GIDA EGEMENLİĞİ AÇISINDAN TÜRKİYE TARIMI

Giriş

Bireylerin, toplulukların ve ülkelerin kendi gıdalarını üretebilmeleri ve bu amaca yönelik olarak bağımsız tarım politikalarını belirleyebilme ya da sahip olmalarına ‘’Gıda Egemenliği’’ diyoruz. Gıda egemenliği, ulusal gıda pazarlarının adil olmayan dış ticaretten korunması, ülkenin ve çiftçilerin genetik, toprak ve su gibi kaynakları üzerinde haklarının çokuluslu şirketlere karşı korunması ile sağlanabilir. Bugün dünya’da Uluslararası Para Fonu (UPF), Dünya Bankası (DB) ve Dünya Ticaret Örgütü (DTÖ) gibi merkez ülkelerin denetiminde örgütler aracılığıyla, onların yararına çalışan ve gerçekte olmayan bir serbest piyasa düzeni vardır. Bu durum, üçüncü dünya ülkelerinin tarımını olumsuz olarak etkilemiş, örneğin Türkiye bile tarım ürünleri dış alımcısı olmuş, gıda egemenliğini kaybetmiştir. Süreç devam etmektedir.

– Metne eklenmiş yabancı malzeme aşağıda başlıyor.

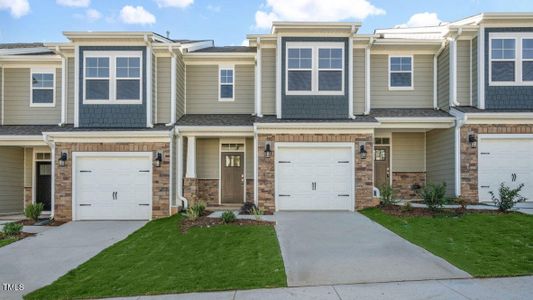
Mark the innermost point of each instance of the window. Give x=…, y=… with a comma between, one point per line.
x=113, y=77
x=226, y=83
x=400, y=72
x=42, y=88
x=314, y=68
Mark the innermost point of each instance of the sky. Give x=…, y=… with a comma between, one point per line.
x=225, y=21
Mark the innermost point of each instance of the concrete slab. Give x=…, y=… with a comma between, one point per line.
x=321, y=248
x=39, y=260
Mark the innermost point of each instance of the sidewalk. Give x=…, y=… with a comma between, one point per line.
x=486, y=289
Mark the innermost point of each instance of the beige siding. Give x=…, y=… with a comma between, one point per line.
x=11, y=180
x=17, y=100
x=163, y=90
x=408, y=152
x=440, y=147
x=443, y=79
x=420, y=97
x=207, y=158
x=463, y=72
x=359, y=81
x=202, y=90
x=268, y=81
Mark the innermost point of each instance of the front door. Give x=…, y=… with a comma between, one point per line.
x=381, y=166
x=44, y=184
x=232, y=180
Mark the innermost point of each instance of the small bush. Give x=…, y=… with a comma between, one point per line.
x=508, y=197
x=228, y=217
x=33, y=211
x=433, y=195
x=11, y=229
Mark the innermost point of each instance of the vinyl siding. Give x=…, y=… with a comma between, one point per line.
x=443, y=79
x=17, y=100
x=440, y=158
x=202, y=90
x=163, y=90
x=359, y=81
x=408, y=152
x=207, y=158
x=420, y=97
x=268, y=81
x=463, y=72
x=11, y=179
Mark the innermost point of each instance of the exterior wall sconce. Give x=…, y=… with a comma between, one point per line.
x=158, y=159
x=268, y=149
x=472, y=140
x=63, y=158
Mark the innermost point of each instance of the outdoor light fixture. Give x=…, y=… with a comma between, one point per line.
x=472, y=140
x=63, y=158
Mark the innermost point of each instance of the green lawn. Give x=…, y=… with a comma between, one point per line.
x=159, y=259
x=481, y=244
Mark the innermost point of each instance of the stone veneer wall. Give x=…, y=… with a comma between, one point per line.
x=402, y=183
x=63, y=175
x=363, y=168
x=469, y=155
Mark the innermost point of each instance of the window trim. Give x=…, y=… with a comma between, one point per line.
x=518, y=37
x=112, y=56
x=44, y=70
x=220, y=69
x=315, y=47
x=412, y=71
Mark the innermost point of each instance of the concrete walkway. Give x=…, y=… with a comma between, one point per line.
x=516, y=288
x=321, y=248
x=39, y=260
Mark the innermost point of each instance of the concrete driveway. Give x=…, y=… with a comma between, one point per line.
x=321, y=248
x=39, y=260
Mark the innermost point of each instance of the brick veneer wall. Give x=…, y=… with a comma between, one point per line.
x=63, y=175
x=402, y=183
x=363, y=168
x=469, y=155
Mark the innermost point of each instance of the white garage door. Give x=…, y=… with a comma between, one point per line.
x=508, y=160
x=115, y=186
x=309, y=177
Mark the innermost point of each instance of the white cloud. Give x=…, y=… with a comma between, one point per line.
x=136, y=15
x=17, y=8
x=314, y=10
x=421, y=19
x=174, y=3
x=74, y=3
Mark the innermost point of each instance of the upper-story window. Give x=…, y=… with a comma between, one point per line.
x=226, y=84
x=112, y=77
x=511, y=59
x=400, y=72
x=42, y=88
x=314, y=69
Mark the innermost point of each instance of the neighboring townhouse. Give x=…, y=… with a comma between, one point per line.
x=313, y=116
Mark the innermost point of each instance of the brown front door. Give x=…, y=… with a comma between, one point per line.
x=381, y=166
x=232, y=179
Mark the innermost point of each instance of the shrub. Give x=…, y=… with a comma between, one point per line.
x=228, y=217
x=11, y=229
x=508, y=197
x=433, y=195
x=33, y=211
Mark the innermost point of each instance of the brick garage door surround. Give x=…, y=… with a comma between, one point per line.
x=469, y=155
x=63, y=175
x=363, y=167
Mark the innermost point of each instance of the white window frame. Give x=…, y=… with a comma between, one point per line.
x=220, y=84
x=314, y=46
x=53, y=88
x=112, y=56
x=518, y=37
x=412, y=71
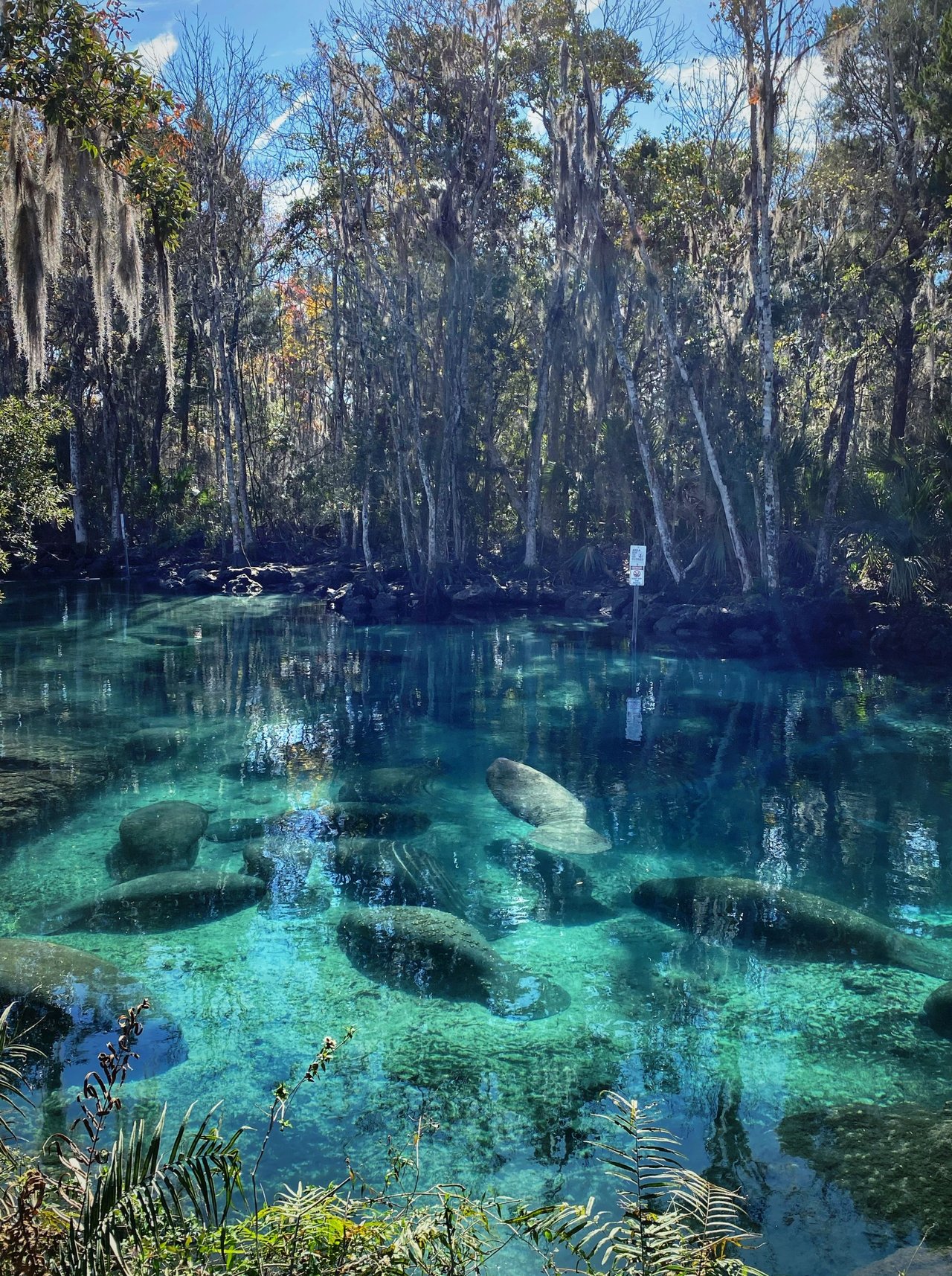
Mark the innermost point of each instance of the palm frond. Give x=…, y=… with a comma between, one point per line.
x=14, y=1056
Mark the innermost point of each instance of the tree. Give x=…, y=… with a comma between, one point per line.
x=85, y=126
x=28, y=490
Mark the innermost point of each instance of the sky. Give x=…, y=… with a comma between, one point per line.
x=281, y=30
x=283, y=27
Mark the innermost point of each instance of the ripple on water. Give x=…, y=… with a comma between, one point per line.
x=779, y=1072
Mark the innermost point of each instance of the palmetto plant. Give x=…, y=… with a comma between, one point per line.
x=673, y=1222
x=110, y=1199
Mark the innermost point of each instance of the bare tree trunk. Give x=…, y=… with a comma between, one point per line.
x=365, y=525
x=763, y=109
x=846, y=403
x=904, y=353
x=185, y=405
x=554, y=312
x=701, y=417
x=641, y=434
x=161, y=405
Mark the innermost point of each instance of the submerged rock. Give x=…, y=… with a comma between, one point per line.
x=160, y=901
x=563, y=888
x=80, y=997
x=379, y=872
x=739, y=910
x=372, y=819
x=558, y=815
x=429, y=951
x=161, y=836
x=937, y=1011
x=893, y=1161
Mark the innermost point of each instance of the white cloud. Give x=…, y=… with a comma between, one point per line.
x=153, y=54
x=269, y=130
x=718, y=82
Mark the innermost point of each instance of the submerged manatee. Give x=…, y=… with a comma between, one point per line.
x=937, y=1011
x=161, y=836
x=374, y=871
x=372, y=819
x=428, y=951
x=563, y=888
x=540, y=801
x=386, y=783
x=738, y=908
x=242, y=830
x=80, y=998
x=160, y=901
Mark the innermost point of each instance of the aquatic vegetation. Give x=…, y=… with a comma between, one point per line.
x=784, y=780
x=135, y=1204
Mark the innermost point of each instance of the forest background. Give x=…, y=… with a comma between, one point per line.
x=434, y=295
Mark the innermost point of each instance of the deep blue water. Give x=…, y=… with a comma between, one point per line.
x=837, y=783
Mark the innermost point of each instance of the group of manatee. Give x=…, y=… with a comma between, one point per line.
x=408, y=924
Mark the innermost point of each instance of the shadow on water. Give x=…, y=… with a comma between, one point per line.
x=344, y=769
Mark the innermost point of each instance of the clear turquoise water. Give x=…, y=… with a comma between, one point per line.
x=837, y=783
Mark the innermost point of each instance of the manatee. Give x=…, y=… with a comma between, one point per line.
x=565, y=891
x=429, y=951
x=80, y=997
x=891, y=1159
x=373, y=871
x=385, y=785
x=269, y=862
x=738, y=908
x=937, y=1011
x=160, y=901
x=161, y=836
x=558, y=815
x=242, y=830
x=370, y=819
x=152, y=742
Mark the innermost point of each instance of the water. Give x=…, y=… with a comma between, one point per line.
x=837, y=783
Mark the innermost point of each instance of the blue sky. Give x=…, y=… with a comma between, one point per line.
x=283, y=27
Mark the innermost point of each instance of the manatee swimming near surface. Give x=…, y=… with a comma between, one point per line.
x=563, y=888
x=78, y=997
x=377, y=871
x=244, y=828
x=373, y=819
x=429, y=951
x=161, y=836
x=386, y=783
x=742, y=910
x=937, y=1011
x=160, y=901
x=559, y=817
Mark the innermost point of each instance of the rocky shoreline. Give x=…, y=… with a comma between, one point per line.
x=800, y=626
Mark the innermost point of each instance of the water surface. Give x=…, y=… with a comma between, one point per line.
x=837, y=783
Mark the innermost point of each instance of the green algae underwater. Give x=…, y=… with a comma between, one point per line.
x=805, y=1077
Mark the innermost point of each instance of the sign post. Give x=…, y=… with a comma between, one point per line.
x=637, y=558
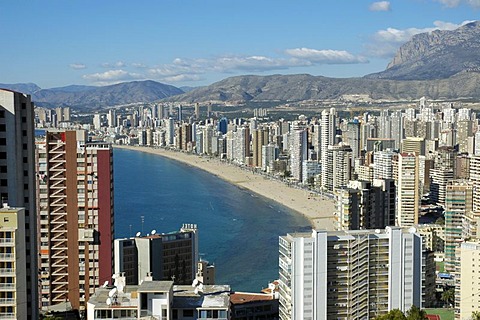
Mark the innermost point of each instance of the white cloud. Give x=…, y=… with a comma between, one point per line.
x=380, y=6
x=385, y=43
x=181, y=78
x=77, y=66
x=325, y=56
x=456, y=3
x=139, y=65
x=182, y=70
x=112, y=76
x=118, y=64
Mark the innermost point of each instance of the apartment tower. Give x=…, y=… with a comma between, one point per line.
x=349, y=274
x=17, y=179
x=408, y=189
x=75, y=181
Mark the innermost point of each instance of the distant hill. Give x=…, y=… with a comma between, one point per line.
x=436, y=55
x=87, y=97
x=28, y=88
x=307, y=87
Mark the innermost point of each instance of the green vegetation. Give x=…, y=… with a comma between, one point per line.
x=414, y=313
x=445, y=314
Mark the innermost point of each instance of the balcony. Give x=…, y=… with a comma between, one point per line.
x=7, y=257
x=7, y=286
x=7, y=271
x=7, y=242
x=7, y=301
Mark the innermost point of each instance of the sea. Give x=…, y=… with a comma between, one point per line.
x=238, y=229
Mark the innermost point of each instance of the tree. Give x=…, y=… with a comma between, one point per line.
x=448, y=297
x=415, y=313
x=394, y=314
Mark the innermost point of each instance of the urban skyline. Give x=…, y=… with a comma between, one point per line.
x=195, y=43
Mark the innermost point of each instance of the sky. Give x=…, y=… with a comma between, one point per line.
x=198, y=42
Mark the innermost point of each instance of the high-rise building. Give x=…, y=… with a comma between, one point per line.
x=298, y=152
x=17, y=179
x=353, y=138
x=382, y=164
x=474, y=175
x=467, y=281
x=259, y=139
x=442, y=172
x=112, y=118
x=327, y=136
x=458, y=202
x=75, y=183
x=336, y=171
x=349, y=274
x=171, y=256
x=13, y=295
x=408, y=189
x=365, y=205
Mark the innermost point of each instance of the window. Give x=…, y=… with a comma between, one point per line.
x=188, y=313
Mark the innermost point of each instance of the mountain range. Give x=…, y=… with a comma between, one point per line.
x=92, y=98
x=437, y=65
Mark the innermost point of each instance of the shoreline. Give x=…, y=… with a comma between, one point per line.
x=317, y=210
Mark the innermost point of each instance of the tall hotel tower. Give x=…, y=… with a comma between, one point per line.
x=349, y=274
x=408, y=189
x=17, y=181
x=75, y=183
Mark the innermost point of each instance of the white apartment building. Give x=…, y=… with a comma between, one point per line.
x=13, y=297
x=349, y=274
x=408, y=190
x=467, y=281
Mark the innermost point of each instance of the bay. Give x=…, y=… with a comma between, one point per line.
x=238, y=230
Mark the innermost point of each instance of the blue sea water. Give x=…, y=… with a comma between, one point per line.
x=238, y=230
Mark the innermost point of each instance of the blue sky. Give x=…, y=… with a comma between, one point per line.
x=198, y=42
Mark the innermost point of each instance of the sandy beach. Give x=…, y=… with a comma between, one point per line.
x=317, y=209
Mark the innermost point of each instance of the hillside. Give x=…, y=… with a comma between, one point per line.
x=86, y=97
x=307, y=87
x=436, y=55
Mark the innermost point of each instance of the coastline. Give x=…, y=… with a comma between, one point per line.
x=317, y=210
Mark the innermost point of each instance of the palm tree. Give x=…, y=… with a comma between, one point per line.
x=415, y=313
x=448, y=297
x=394, y=314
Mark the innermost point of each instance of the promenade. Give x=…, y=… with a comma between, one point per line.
x=318, y=209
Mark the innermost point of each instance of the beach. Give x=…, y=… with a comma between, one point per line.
x=317, y=209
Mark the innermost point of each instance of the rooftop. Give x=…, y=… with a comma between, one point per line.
x=155, y=286
x=246, y=297
x=211, y=297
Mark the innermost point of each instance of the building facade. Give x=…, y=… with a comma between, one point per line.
x=75, y=183
x=350, y=274
x=17, y=178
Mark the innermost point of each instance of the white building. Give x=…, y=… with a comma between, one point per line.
x=350, y=274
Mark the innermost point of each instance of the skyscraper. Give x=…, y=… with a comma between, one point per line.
x=17, y=178
x=408, y=189
x=298, y=152
x=458, y=202
x=349, y=274
x=76, y=215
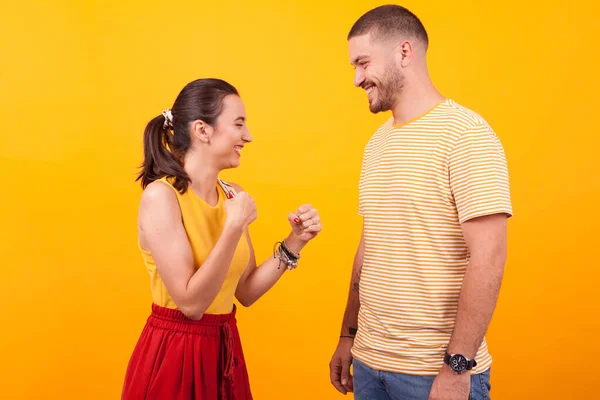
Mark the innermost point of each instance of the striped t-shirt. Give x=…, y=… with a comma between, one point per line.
x=418, y=183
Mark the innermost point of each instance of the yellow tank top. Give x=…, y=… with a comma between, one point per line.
x=203, y=224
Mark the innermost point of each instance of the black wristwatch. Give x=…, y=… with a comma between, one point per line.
x=459, y=363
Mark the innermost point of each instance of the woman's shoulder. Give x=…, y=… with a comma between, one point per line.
x=159, y=192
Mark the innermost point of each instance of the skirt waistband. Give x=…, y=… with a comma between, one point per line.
x=173, y=319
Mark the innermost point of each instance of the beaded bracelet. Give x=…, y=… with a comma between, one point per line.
x=286, y=256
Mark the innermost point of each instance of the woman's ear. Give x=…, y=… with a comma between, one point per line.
x=202, y=131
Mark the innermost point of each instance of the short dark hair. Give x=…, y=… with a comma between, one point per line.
x=390, y=20
x=165, y=145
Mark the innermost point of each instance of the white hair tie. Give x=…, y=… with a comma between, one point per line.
x=168, y=118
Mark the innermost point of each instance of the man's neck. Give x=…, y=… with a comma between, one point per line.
x=415, y=100
x=203, y=176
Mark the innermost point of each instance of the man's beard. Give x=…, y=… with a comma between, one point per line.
x=388, y=88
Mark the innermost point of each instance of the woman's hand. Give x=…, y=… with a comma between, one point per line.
x=305, y=223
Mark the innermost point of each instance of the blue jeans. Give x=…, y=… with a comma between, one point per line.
x=370, y=384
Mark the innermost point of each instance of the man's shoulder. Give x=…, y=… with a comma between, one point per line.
x=463, y=116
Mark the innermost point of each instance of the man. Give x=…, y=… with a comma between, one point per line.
x=434, y=196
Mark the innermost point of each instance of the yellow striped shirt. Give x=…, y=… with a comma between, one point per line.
x=418, y=183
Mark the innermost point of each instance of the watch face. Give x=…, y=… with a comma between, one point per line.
x=458, y=363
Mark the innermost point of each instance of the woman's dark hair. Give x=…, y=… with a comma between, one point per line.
x=166, y=142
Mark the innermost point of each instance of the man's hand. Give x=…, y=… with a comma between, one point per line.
x=449, y=385
x=339, y=367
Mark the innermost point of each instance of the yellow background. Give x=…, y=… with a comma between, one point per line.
x=78, y=83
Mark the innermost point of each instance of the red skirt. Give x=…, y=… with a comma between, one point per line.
x=177, y=358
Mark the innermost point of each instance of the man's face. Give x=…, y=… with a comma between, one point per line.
x=376, y=71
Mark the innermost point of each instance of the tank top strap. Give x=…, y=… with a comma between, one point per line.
x=230, y=192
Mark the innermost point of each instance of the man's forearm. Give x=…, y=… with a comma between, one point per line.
x=350, y=322
x=476, y=305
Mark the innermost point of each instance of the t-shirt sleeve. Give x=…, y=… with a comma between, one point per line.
x=479, y=174
x=361, y=180
x=361, y=183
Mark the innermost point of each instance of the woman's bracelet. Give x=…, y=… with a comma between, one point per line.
x=286, y=256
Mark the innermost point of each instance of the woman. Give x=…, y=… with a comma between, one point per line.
x=193, y=235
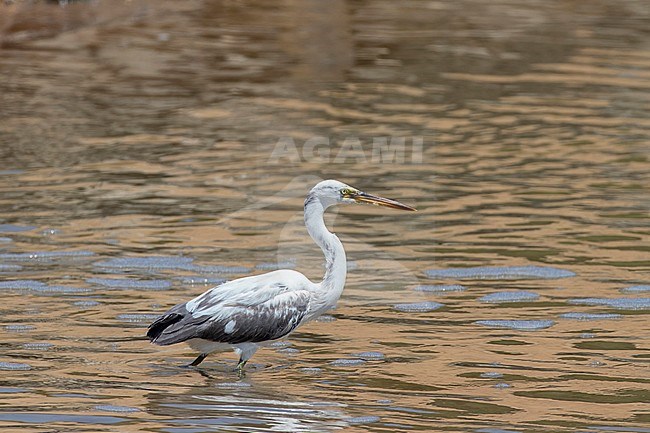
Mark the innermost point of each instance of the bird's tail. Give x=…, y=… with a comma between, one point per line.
x=158, y=327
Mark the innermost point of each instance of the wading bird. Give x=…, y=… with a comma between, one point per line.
x=246, y=313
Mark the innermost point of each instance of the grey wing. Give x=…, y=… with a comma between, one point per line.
x=269, y=320
x=233, y=323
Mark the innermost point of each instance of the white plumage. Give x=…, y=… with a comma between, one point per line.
x=249, y=312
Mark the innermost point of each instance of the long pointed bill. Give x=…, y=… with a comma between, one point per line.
x=363, y=197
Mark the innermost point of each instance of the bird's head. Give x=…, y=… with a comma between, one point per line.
x=331, y=192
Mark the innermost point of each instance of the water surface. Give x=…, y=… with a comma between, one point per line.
x=146, y=156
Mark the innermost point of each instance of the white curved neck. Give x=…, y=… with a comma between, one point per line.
x=335, y=261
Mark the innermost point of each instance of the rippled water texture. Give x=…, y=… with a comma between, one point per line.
x=150, y=150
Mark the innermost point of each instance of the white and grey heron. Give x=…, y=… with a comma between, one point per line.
x=246, y=313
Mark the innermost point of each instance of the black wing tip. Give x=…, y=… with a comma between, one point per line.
x=159, y=325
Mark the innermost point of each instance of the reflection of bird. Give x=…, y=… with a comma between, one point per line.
x=250, y=311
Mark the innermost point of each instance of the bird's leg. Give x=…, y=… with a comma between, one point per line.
x=240, y=366
x=199, y=359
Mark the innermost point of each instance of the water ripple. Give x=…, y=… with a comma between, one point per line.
x=128, y=283
x=520, y=325
x=590, y=316
x=440, y=288
x=519, y=296
x=618, y=303
x=500, y=273
x=418, y=307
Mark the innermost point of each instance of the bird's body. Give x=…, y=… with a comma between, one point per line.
x=252, y=311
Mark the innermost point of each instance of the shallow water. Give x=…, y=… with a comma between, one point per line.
x=146, y=153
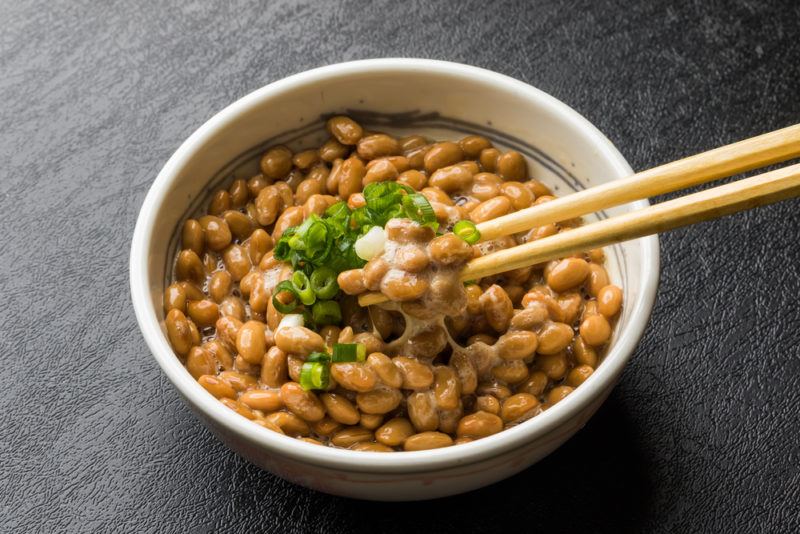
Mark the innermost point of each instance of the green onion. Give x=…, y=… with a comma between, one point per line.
x=467, y=231
x=318, y=357
x=302, y=287
x=380, y=196
x=349, y=352
x=285, y=287
x=419, y=209
x=314, y=375
x=326, y=312
x=323, y=282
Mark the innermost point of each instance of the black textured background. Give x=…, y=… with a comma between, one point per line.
x=700, y=435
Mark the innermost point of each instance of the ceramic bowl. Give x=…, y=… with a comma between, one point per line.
x=400, y=96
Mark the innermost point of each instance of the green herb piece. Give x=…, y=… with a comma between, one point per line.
x=323, y=282
x=467, y=231
x=285, y=287
x=349, y=352
x=315, y=375
x=302, y=286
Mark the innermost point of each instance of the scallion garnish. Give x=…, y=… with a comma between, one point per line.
x=282, y=289
x=329, y=240
x=323, y=282
x=349, y=352
x=467, y=231
x=326, y=312
x=314, y=375
x=419, y=209
x=302, y=287
x=318, y=357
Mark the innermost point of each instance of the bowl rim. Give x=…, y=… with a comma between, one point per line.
x=273, y=443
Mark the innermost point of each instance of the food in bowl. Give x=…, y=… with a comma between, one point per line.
x=263, y=307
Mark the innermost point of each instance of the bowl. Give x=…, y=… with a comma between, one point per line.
x=443, y=100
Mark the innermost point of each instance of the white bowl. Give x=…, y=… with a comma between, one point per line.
x=443, y=100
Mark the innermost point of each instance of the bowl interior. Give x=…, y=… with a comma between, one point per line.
x=440, y=100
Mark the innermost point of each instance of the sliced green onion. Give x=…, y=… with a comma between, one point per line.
x=314, y=375
x=323, y=282
x=326, y=312
x=419, y=209
x=302, y=287
x=285, y=287
x=318, y=357
x=467, y=231
x=349, y=352
x=379, y=196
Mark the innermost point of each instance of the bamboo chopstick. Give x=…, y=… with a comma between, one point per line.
x=724, y=200
x=772, y=147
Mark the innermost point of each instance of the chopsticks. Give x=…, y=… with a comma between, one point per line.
x=724, y=200
x=752, y=153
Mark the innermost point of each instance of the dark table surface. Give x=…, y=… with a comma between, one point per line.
x=700, y=435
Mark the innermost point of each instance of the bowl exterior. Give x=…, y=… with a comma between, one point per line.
x=400, y=96
x=409, y=486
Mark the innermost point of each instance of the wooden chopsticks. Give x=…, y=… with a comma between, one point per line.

Yazıda, sırasıyla “Tarımın Gıda Egemenliği Açısından Önemi” anlatılacak, daha sonra sırasıyla “Türkiye’de Tarım Neden Çökertilmek İsteniyor?”,Türkiye’de Tarım Nasıl Çökertildi?” “Tarımın Çökertilmesinde Özelleştirmelerin Payı” ve “Türkiye Tarımının Bugünü” konuları irdelenecektir. Son olarak “Dışa Bağımlı Politikalara Seçenek; Ulusal Tarım Politikaları” başlığı ile çok kısa önermeler yapılacaktır.

Tarımın Gıda Egemenliği Açısından Önemi

Tarımsal üretim ülkelerin bağımsızlığının vazgeçilmez bir parçasıdır, bir başka deyişle “Tarım Bağımsızlıktır.”* Bir ülkenin bağımsızlığı, öncelikle bireylerinin doyması ile olası. Aç bırakılan bireyler, önce öz güvenlerini, sonra da umutlarını yitirirler. Bunun sonucunda ulusal bilinç kaybolur ve kitleler kim karınlarını doyurursa, onların egemenliği altına girerler.

Geçtiğimiz iki dünya savaşında, daha doğru bir deyimle iki emperyal paylaşım savaşında, Avrupa ve Rusya’da bu durum yaşandı. Anılan savaşlarda açlıktan ölen insanların sayısı, neredeyse savaşarak ölenlerin sayısından fazlaydı. Avrupa’da şimdilerde kimilerince lüks tüketim sayılan kurbağa bacağı, salyangoz gibi uç besinlerin tüketimi, savaşlar sırasında ortaya çıktı. Bu ülkelerde, sokakta kedi, köpek kalmamıştı.

Açlığın yıkımlarını yaşayan AB ülkelerinde tarımın olağanüstü desteklenmesinin ardında yatan gerçeğin nedenlerinden biri de buydu.

Kısaca, insanlar tarımın ürettikleriyle önce doyarlar, giyinirler ve sonrada tarımsal sanayi ile katma değer üretirler. Tarım ve sanayileşme aynı değerde vazgeçilmez iki sektördür. Sanayi ve tarım birbirini tamamlar.

Türkiye’de Tarım Neden Çökertilmek İsteniyor?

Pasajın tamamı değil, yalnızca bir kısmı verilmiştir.